No. Several studies have shown that sexual activity
among young adults actually decreased, or at least
stayed the same, after sex education programs
that included information about condoms. In a
recent Swiss study of 16- to 19-year-olds, a sex
education program did not increase either the
level of sexual activity or the number of sex
partners. Importantly, though, among those who
were sexually active, condom use did increase.
A 1992 study reported in Family Planning Perspective
found the same thing — that AIDS education
resulted in decreases in both the number of sex
partners and sexual activity, but with increases
in condom use among those who were sexually active.

Moreover,
the World Health Organization (WHO) has conducted
comprehensive reviews of the scientific literature
on sex and AIDS education. In 1993, at the IX
International Conference on AIDS, WHO presented
a review of 19 studies that considered the effect
of sex education on reported age at first intercourse
and on levels of reported sexual activity.

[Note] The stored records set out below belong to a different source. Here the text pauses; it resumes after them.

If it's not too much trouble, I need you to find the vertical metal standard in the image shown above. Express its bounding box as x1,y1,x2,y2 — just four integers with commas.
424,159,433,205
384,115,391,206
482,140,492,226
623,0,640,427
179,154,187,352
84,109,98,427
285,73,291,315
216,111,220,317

There
were several clear trends:

There
was no evidence of sex education leading to
earlier or increased sexual activity in the
young people who were exposed to it.
In
fact, six studies showed that sex education
led either to a delay in the onset of sexual
activity or to a decrease in overall sexual
activity.
Ten
of the studies showed that sex education programs
increased safer sex practices among young
people who were already sexually active.

In
addition to the evaluation of school-based education
programs, the WHO report concluded that the two
public information programs evaluated showed no
effect on age at first intercourse and no increase
in sexual activity in young people, despite a
large increase in the use of condoms and contraception.

In
September 1995, the Office of Technology Assessment
(OTA) of the 103rd Congress examined the effectiveness
of prevention programs and found no scientific
evidence that curricula focusing only on abstinence
delay the onset of sexual intercourse. The report
further concluded that programs that include discussion
of abstinence and contraception in combination
with other topics such as resistance skills do
not lead to earlier initiation of sex and, in
fact, result in lowered incidence of sexual intercourse
in some cases.

The
OTA report further concluded that among individuals
already sexually active, these programs lead to
fewer sexual partners and greater use of contraception.
This report underscores the need for comprehensive
programs and a balance of prevention messages.